El jefe de Vox sabe que el tono no confiere autoridad, como experimentó Napoleón III, con la Legión de Honor en el pecho y la banda tricolor. En una de sus imágenes reproducidas, el último Bonaparte está en posición de figura ecuestre, con una mano sujetándose el muslo y la otra empuñando las riendas, pero en realidad no hay riendas ni caballo; Luis, el sobrino del Emperador, le pidió a Pío nono que le coronara como había hecho Pío VII con Napoleón Bonaparte, el auténtico. Pero Pío IX se negó y desde aquel día los franceses llaman a Luis Bonaparte, el pequeño Napoleón. Tampoco Santiago tiene nada, como no sea el pañuelo al viento, de aquel fundador de Falange que habló del destino en lo universal en el Teatro de la Comedia, el 29 de octubre de 1933. Los hechos que se dan dos veces yuxtaponen tragedia y farsa; son el eterno retorno; suben como la espuma pero, en el momento de la verdad, aflojan, como aquel Adrian Leverkun que se refugiaba en su piano para pasar desapercibido.

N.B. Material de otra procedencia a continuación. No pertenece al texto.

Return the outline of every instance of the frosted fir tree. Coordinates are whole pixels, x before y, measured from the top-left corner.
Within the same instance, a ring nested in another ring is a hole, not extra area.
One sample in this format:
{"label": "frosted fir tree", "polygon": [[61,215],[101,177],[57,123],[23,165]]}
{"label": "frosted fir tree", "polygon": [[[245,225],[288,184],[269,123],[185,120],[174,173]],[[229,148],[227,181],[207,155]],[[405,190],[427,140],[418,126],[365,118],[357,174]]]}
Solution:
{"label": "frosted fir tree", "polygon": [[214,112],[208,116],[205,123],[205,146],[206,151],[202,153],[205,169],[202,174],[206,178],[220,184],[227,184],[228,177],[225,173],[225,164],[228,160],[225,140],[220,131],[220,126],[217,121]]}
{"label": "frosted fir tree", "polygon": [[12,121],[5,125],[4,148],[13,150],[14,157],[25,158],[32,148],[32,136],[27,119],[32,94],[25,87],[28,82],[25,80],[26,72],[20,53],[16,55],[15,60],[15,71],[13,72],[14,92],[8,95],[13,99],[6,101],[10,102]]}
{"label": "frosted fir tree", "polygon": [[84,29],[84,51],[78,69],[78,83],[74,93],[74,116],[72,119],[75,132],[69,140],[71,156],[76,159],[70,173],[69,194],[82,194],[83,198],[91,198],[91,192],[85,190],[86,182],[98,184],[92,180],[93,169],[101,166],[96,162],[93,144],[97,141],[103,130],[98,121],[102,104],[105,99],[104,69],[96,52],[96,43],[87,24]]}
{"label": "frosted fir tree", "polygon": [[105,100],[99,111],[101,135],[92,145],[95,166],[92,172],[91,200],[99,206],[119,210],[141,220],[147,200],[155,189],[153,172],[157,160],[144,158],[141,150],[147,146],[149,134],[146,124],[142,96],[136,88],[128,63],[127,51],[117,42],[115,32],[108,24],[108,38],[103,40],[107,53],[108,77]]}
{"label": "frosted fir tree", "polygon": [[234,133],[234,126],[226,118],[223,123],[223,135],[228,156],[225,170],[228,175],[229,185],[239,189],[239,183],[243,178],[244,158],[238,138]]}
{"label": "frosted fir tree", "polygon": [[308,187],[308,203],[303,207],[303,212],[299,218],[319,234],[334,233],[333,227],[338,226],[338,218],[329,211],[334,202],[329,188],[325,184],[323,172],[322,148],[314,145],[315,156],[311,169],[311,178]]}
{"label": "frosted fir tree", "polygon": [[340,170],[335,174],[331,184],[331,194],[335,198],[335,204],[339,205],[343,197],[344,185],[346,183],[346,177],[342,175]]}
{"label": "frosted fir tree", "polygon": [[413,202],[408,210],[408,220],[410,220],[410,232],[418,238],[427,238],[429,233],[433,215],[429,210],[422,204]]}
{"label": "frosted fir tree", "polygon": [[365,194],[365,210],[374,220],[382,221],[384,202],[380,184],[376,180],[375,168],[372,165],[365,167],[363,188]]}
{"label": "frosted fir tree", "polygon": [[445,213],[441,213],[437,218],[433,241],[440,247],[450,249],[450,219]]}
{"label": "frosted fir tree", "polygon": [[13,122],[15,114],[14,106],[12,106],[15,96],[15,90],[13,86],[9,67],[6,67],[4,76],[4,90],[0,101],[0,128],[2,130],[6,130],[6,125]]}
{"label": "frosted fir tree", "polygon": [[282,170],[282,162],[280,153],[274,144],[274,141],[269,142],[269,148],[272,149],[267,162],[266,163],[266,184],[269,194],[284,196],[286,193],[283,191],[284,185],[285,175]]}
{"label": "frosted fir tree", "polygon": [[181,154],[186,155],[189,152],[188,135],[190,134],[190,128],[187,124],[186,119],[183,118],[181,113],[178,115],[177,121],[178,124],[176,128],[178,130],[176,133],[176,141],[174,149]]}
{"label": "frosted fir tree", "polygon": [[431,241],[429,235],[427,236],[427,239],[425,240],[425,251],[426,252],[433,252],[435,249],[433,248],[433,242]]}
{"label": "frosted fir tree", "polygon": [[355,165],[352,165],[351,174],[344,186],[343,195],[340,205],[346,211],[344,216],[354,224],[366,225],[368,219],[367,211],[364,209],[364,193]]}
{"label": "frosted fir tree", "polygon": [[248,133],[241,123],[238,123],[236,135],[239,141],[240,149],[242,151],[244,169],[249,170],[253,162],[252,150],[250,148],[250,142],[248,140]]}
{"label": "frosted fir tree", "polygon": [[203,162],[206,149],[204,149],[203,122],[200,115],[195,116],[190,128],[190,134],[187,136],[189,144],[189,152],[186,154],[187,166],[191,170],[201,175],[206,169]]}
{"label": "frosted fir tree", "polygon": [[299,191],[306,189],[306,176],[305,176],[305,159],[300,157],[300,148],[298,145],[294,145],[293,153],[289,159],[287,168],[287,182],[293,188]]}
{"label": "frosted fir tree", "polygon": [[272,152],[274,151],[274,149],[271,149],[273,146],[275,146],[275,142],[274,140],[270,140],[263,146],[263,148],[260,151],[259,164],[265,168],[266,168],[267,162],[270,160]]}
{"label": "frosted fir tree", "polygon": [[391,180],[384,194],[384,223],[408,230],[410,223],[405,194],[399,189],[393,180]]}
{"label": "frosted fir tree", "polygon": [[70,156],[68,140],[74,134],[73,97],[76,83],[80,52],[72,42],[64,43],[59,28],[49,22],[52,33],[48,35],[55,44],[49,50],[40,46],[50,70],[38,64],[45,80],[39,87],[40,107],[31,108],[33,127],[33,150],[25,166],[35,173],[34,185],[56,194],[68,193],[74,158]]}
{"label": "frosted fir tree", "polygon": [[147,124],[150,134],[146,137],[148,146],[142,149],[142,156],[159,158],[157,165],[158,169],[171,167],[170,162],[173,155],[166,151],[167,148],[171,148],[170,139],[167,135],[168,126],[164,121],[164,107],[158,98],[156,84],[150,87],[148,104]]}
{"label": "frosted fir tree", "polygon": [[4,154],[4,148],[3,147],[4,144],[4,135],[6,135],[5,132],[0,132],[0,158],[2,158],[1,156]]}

Abascal pide el “veto a la inmigración y a las ayudas públicas” destinadas a los que llegan en patera porque “ellos son responsables de los asesinatos machistas”. Exhibe un discurso propio de la inclemencia, no de la política. Pero los datos lo desmienten: en la Memoria del Consejo General del Poder Judicial se recoge que un 63% de los crímenes machistas son cometidos por españoles y el resto se despliega en decenas de orígenes. La violencia machista no es innata.
No le llamemos fascista, estoy de acuerdo, pero la homofobia del pimpollo se pinta sola. Su defensa del uso desacomplejado de las armas cortas demuestra que las grandes palabras están reservadas al presente continuo de la épica, como le gusta a este amante de las concertinas, pero dispuesto a cambiar las alambradas de Melilla por un muro de hormigón, siempre que lo pague el Reino de Marruecos. No sé que le ha metido en la cabeza Steve Bannon, de bolos permanentes por Europa, pero Abascal, para no quedarse en blanco, rechaza las ruedas de prensa. Solo se pronuncia en las redes sociales, reducto del cesarismo soviético de Putin y del Despacho Oval. Cuando habla en público lo hace desde un pedestal imaginado, brazos en jarras y perfil aguileño, émulo de aquel Duce italiano que recibía a los valientes de Etiopía al ritmo de “facceta nera serai romana, la tua bandiera sarà sol quella italiana”. Es un seguidor del lepenismo más conspicuo (y disimulado), cuando dice que "el feminismo criminaliza a la mitad de la población con las leyes totalitarias de ideología de género".
Ayer, Vox tenía pensado realizar su primer acto solemne de campaña en el Palau Sant Jordi de Barcelona para mostrar su músculo, pero mira por donde, la empresa pública que gestiona el recinto olímpico, Serveis Municipals (B:SM), programó "tareas de mantenimiento". Abascal se volcó en la calle, concretamente en la Avenida María Cristina de Montjüic, bajo las Torres Venecianas, donde la vecindad escuchó, una vez más, la defensa patriotera de la España monárquica asentada en el derecho teocrático. Ya les digo yo que, cada vez que lo oyen, los de Zarzuela se ponen malos. ¿Por qué escogieron los chicos de Vox las fuentes de colores, en pleno día? El caso es que estuvieron delante de la plaza de toros de Las Arenas, ahora convertida en gran superficie. Allí triunfaron el Gallo (el gitano), Gallito (el niño) y Chamaco, as del toreo tremendista. Abascal no sabe, que José Tomás pidió la plaza histórica para su regreso junto al gran Cayetano. Le habían entonado lo de “anem als toros que fa bon día, a les Arenes de la Gran Via”, una polka de piano que se cantaba en la Barcelona del Términus y el Salón Rosa.